In the space of 24 hours on the 16th September 1992, Black Wednesday, this despicable bastard raised interest rates yet again from an incredible 10% to 12%….young people used to 0.5% base rates take note. In one leap he raised them BY four times the present base rate but he wasn’t done there. He and his hapless crew of ministerial cronies, they have subsequently admitted their haplessness, sat in a room receiving bad news and throwing out knee-jerk reactions they didn’t understand to the panicked civil servants who kept running in with more bad news. That day, they raised rates again…to 15%. That’s BASE RATE people, fifteen percent base rate. They also spent, in that one day, the entire foreign currency reserves of the nation, all of it, every single cent.
By the time of all this, I didn’t have a mortgage. I was cash rich and care free. I cried that evening. I cried partly out of anger at these morons, these bastards, but largely out of sympathy for millions of my fellow human beings, fellow British citizens, who went to bed that night wondering how the hell they were going to get out of this one. They’d spent two years, grimly hanging on, emptying every last reserve they had to keep paying the mortgage and thus avert bankruptcy and destitution and in one single, fateful day, base rates went up a full five percent, ending the day fifty percent higher than at the start of the day when they got up that morning. If you weren’t there, I’d suggest all this is impossible to comprehend, that’s why it bears repeating. John Major did this to us. John Major wants a fully integrated EU and he’d love to have run it. Don’t take any notice of anything he has to say on the question of Europe.
Listen, please, the people who run the European Project don’t like that we’re not in the Euro. They see us as elitist little Englanders. They will make darned sure that all the power and all the benefits accrue to countries that ARE in the Euro. No, we won’t be forced to join but we’ll be made to pay in every other possible way whilst our Euro friends divide up the spoils.

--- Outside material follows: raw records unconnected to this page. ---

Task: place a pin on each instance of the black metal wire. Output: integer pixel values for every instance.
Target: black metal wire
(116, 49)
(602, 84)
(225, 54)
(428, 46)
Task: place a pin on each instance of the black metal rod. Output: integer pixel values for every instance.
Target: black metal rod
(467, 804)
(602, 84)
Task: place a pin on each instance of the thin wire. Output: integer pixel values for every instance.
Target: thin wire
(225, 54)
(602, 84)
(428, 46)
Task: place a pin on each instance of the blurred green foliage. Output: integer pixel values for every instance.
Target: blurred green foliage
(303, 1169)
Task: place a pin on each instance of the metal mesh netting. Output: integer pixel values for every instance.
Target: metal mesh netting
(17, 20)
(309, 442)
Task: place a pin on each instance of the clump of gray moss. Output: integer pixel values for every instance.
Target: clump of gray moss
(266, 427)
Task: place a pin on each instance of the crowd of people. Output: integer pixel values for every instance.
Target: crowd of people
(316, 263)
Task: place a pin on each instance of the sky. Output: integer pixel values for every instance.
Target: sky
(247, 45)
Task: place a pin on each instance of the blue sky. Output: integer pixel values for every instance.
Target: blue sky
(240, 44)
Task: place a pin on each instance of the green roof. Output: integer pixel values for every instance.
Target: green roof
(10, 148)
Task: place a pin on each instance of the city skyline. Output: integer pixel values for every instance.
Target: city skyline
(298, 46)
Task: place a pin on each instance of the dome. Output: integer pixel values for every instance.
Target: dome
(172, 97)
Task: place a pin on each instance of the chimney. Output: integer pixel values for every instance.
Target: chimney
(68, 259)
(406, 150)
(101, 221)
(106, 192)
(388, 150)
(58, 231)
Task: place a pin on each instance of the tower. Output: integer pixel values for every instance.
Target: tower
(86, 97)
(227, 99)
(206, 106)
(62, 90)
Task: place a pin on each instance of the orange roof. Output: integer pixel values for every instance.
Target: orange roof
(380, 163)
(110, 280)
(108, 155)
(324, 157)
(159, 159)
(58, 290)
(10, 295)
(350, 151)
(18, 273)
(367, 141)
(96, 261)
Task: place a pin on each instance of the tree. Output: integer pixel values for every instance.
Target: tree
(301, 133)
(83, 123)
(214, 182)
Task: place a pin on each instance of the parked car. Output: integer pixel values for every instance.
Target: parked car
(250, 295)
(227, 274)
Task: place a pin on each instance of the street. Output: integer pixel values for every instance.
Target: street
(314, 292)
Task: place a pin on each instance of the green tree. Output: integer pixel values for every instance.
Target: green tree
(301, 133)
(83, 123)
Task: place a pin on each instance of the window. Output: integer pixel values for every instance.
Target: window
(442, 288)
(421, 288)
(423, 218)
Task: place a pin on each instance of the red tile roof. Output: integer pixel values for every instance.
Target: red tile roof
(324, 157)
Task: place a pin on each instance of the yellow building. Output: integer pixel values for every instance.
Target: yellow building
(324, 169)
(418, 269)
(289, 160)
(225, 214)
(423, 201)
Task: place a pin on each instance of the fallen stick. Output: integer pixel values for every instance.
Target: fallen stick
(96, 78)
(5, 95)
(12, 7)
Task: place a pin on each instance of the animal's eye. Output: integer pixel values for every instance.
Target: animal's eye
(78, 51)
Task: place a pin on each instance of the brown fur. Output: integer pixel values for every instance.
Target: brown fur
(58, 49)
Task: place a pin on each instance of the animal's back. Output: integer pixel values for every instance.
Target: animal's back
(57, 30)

People, stop asking politicians what to think. They aren’t experts on anything, except getting elected, they are politicians, they are staff, they are your employees, just tell them what to do. Interview them, give them the job spec, elect them to the position and then hold them to task. Can you do that in Europe? No.
So, will we be fine?
Yes, just so long as we get out of this political vanity project they call the EU.